Newsroom
Breakthrough in Studying Vertebrate Interferon Evolution
Interferons (IFNs) are important antiviral agents in the immune system of vertebrates. Based on the type of receptor through which they signal, IFNs can be classified into three major types: type I IFN, type II IFN, and type III IFN. In reptiles, birds and mammals, type I and type III IFN are structurally related cytokines with similar antiviral functions. However, they have different genomic organizations and bind to distinct receptor complexes. Unlike type I IFN genes which do not contain any intron, type III IFN genes contain four introns.
Recent studies have shown that IFNs discovered in the lower vertebrates (e.g. fish) have the same genomic structure to the type III IFNs, but contain motifs which are conserved in the type I IFN proteins. Studies on the receptors are also inconclusive, as to whether the receptors utilized by fish IFNs are homologues to type I or type III IFN receptors. Whether the recently identified intron containing IFN genes in fish and amphibians belong to the type I or III IFN family and when the type I and III genes diverged in vertebrates are fascinating topics debated by comparative immunologists.
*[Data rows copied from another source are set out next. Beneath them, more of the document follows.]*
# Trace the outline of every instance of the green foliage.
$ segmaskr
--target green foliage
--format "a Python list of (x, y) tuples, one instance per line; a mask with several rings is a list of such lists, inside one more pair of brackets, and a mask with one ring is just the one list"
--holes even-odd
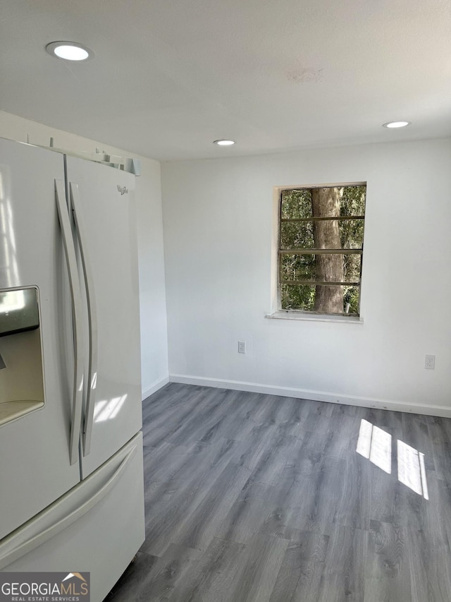
[[(366, 186), (344, 186), (340, 215), (364, 216)], [(311, 191), (308, 188), (283, 191), (280, 195), (280, 217), (283, 219), (307, 219), (312, 217)], [(363, 247), (363, 219), (339, 220), (341, 248)], [(314, 248), (313, 221), (283, 222), (280, 223), (281, 249)], [(360, 282), (361, 255), (343, 254), (344, 282)], [(316, 277), (316, 258), (311, 255), (283, 255), (279, 263), (282, 281), (314, 281)], [(343, 284), (343, 312), (350, 303), (349, 313), (358, 314), (359, 287)], [(316, 286), (311, 284), (281, 284), (280, 301), (283, 309), (311, 311), (314, 308)]]

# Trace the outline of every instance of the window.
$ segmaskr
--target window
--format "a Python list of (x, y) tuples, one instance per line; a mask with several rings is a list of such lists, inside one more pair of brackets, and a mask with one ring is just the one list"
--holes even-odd
[(359, 315), (365, 183), (282, 189), (278, 309)]

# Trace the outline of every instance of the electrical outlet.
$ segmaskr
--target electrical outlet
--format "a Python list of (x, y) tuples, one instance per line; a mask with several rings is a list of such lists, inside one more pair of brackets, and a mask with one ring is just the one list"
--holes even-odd
[(238, 353), (246, 353), (246, 341), (238, 341)]

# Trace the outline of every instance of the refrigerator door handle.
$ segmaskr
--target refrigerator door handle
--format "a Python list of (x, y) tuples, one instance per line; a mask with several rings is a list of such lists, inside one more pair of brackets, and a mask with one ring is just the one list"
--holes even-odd
[(87, 373), (87, 393), (86, 397), (86, 414), (83, 426), (83, 455), (87, 456), (91, 451), (92, 437), (92, 423), (94, 421), (94, 408), (95, 406), (96, 386), (97, 382), (97, 311), (96, 307), (95, 289), (92, 272), (87, 254), (87, 246), (85, 242), (86, 229), (83, 222), (80, 210), (80, 191), (78, 185), (70, 182), (70, 201), (75, 223), (75, 231), (78, 240), (80, 254), (82, 258), (83, 277), (86, 296), (87, 300), (87, 319), (89, 327), (89, 367)]
[[(30, 535), (29, 538), (26, 536), (27, 530), (25, 526), (22, 531), (18, 529), (3, 539), (1, 545), (0, 545), (0, 570), (11, 565), (18, 558), (22, 558), (25, 554), (27, 554), (28, 552), (31, 552), (32, 550), (48, 541), (49, 539), (51, 539), (57, 535), (57, 534), (61, 533), (61, 531), (67, 529), (73, 523), (89, 512), (99, 502), (105, 498), (121, 479), (132, 458), (136, 453), (137, 449), (137, 446), (135, 445), (106, 482), (101, 485), (87, 500), (80, 503), (75, 510), (68, 512), (68, 513), (66, 514), (59, 520), (44, 528), (37, 534)], [(63, 505), (65, 498), (70, 498), (70, 493), (69, 492), (65, 498), (56, 503)], [(50, 516), (51, 512), (51, 509), (44, 510), (42, 514), (39, 516), (42, 516), (45, 521), (46, 517)], [(30, 524), (29, 526), (30, 526)]]
[(72, 421), (70, 424), (70, 462), (74, 464), (78, 460), (78, 443), (82, 420), (83, 402), (83, 356), (82, 347), (82, 299), (77, 268), (75, 249), (72, 238), (70, 222), (66, 203), (64, 183), (55, 180), (55, 197), (58, 216), (61, 228), (64, 255), (68, 267), (69, 288), (72, 299), (73, 323), (74, 378), (72, 401)]

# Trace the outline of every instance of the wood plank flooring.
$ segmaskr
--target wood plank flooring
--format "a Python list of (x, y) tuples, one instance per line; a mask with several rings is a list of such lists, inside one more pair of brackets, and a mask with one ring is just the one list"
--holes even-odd
[[(176, 383), (143, 414), (146, 541), (107, 602), (451, 600), (451, 419)], [(356, 453), (362, 419), (391, 474)]]

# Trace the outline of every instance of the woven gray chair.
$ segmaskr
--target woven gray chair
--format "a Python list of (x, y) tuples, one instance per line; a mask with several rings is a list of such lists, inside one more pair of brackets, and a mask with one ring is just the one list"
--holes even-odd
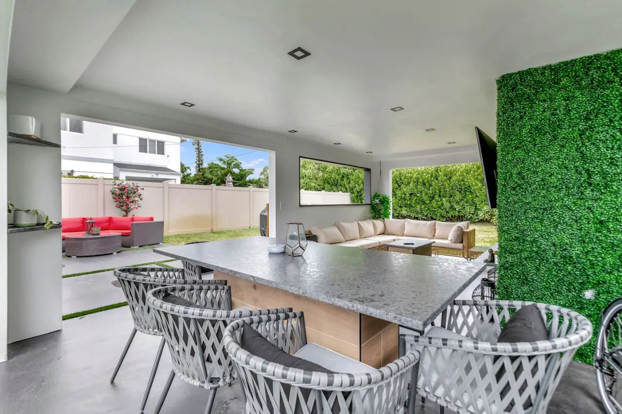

By analyzing the genome sequences of the vertebrates, Dr. Zhitao Qi, jointly supervised by Prof Pin Nie, Institute of Hydrobiology, Chinese Academy of Sciences (IHB), and Dr Jun Zou, Scottish Fish Immunology Research Centre, Institute of Biological and Environmental Sciences, University of Aberdeen, has found that intron containing type I and type III IFN genes co-exist in the Xenopus tropicalis genome and hence demonstrated for the first time that intron containing type I and III genes diverged relatively early in vertebrate evolution, and at least by the appearance of early tetrapods, a transition period when vertebrates migrated from an aquatic environment to land. Their data also suggest that the intronless type I IFN genes seen in reptiles, birds, and human civilizationmammals have originated from a type I IFN transcript via a retrotransposition event that occurred prior to the appearance of reptiles.
The new findings, recently published in Journal of Immunology (184: 5038-5046), provide important clues for further understanding evolution of the vertebrate IFN system.